While voting results are being counted during the election, people within the current administration decide to skew the results so the current administration remains in power. After the election results are broadcast, more soldiers begin to return from the dead - but not just ones from Iraq: Soldiers begin to return from World War I and II, the Vietnam War, the Civil War, and etc. Eventually all of the people who died during war time to protect the United States of America have returned from the dead.
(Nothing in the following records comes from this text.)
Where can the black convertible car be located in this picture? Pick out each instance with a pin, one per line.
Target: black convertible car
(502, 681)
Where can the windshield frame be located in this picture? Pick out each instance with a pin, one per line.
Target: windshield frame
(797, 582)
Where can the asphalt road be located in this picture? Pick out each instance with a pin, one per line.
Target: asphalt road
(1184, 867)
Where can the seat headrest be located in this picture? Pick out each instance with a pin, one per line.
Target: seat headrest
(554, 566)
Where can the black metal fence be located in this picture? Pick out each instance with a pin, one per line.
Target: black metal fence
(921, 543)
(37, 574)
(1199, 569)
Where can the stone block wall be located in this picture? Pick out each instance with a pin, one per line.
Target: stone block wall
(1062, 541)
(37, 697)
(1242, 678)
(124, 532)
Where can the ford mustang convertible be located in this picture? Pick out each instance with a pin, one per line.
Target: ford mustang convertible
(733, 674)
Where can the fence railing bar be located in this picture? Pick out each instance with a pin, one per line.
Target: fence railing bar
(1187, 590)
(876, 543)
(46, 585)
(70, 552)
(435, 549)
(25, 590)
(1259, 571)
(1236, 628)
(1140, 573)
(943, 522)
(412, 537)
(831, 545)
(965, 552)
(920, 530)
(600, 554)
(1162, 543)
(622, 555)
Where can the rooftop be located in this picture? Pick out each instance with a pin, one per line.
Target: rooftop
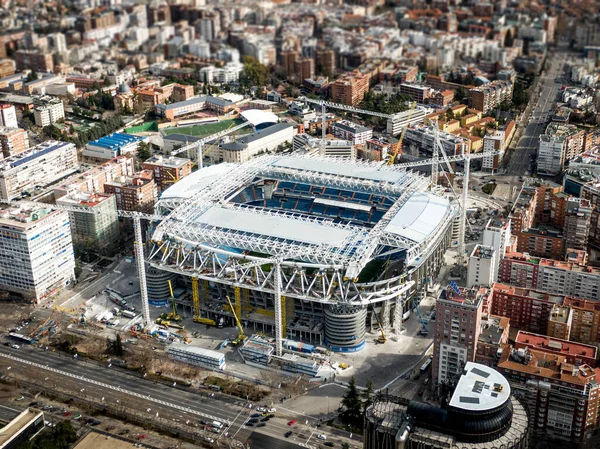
(480, 388)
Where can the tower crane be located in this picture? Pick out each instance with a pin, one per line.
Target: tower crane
(198, 146)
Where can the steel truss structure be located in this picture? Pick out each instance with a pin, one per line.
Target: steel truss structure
(326, 273)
The progress of the movie also reveals a shadowy mistake from Murch's past. He believed that his brother Philip was murdered in the Vietnam War only to discover that it was he who unintentionally killed him long ago with a gun in a game of "friend or foe". After Cleaver attacks the soldiers with her shotgun, Murch kills her, but fails to kill himself. Murch is countered by a soldier that asks him to join them, saying "We're looking for a few good men." Philip is among those returning from the grave, saying he forgives Murch for killing him, and then snaps Murch's neck.
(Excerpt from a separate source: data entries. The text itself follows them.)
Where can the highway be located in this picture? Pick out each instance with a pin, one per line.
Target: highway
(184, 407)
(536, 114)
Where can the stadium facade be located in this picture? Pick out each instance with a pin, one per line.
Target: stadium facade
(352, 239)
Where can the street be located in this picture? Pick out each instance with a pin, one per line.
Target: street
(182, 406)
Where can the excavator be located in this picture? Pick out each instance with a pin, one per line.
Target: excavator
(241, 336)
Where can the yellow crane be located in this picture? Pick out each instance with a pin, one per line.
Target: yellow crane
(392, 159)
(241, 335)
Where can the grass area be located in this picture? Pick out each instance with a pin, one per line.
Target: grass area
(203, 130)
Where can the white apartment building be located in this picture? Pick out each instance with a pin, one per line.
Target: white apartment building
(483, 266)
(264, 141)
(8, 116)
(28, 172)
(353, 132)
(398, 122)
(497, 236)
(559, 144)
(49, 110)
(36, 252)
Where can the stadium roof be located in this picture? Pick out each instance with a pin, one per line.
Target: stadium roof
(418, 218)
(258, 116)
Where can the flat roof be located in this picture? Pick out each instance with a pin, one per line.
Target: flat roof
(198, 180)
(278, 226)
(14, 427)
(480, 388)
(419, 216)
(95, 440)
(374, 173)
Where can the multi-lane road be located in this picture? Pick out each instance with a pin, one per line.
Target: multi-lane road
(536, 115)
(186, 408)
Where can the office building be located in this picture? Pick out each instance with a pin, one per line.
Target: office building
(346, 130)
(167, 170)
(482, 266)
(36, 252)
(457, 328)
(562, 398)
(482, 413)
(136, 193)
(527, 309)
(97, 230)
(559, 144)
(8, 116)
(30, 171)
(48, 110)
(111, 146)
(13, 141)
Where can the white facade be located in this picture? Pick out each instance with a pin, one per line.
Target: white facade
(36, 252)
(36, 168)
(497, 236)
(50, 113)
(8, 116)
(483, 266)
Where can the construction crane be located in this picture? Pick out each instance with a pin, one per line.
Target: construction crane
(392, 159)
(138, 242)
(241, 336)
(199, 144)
Now one of the zombies, Murch announces that he will show anyone who sends their brothers and sisters to die for a lie the true face of hell.

Cast[edit]

DVD and Blu-ray[edit]

The DVD was released by Anchor Bay Entertainment on July 18, 2006. The episode was the sixth episode and the seventh to be released on DVD. The episode appears on the fourth volume of the Blu-ray compilation of the series.

References to popular culture[edit]

During the scene where the dead rise from their graves the gravestones are marked with the names of Jacques Tourneur, George A. Romero, Jean Yarbrough and Delbert Tenney, which are other zombie film directors.

Reception[edit]

The episode received generally favorably reviews. Village Voice described the film as "easily one of the most important political films of the Bush II era."[2] a sentiment echoed by The New Yorker, who said that it was "[t]he best political film of 2005."[3]